Each patch is cryptographically signed with the
signify(1) tool and contains
usage instructions.
All the following patches are also available in one
tar.gz file
for convenience.
Alternatively, the syspatch(8)
utility can be used to apply binary updates on the following architectures:
amd64, i386, arm64.
Patches for supported releases are also incorporated into the
-stable branch.
002: RELIABILITY FIX: April 21, 2018All architectures
Additional data is inadvertently removed when private keys are cleared from
TLS configuration, which can prevent OCSP from functioning correctly.
A source code patch exists which remedies this problem.
010: SECURITY FIX: June 17, 2018amd64
Intel CPUs speculatively access FPU registers even when the FPU is disabled,
so data (including AES keys) from previous contexts could be discovered
if using the lazy-save approach.
A source code patch exists which remedies this problem.

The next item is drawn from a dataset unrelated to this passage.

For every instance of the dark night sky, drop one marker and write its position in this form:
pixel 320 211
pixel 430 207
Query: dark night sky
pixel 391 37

018: SECURITY FIX: August 24, 2018amd64
The Intel L1TF bug allows a vmm guest to read host memory.
Install the CPU firmware using fw_update(1) and apply this workaround.
A source code patch exists which remedies this problem.
020: SECURITY FIX: October 25, 2018All architectures
The Xorg X server incorrectly validates certain options, allowing arbitrary
files to be overwritten.
As an immediate (temporary) workaround, the Xorg binary can be disabled
by running: chmod u-s /usr/X11R6/bin/Xorg
A source code patch exists which remedies this problem.
025: RELIABILITY FIX: November 29, 2018All architectures
UNIX domain sockets leak kernel memory with MSG_PEEK on SCM_RIGHTS, or can
attempt excessive memory allocations leading to a crash.
A source code patch exists which remedies this problem.
033: RELIABILITY FIX: May 3, 2019All architectures
If a userland program sets the IPv6 checksum offset on a raw socket,
an incoming packet could crash the kernel. ospf6d is such a program.
A source code patch exists which remedies this problem.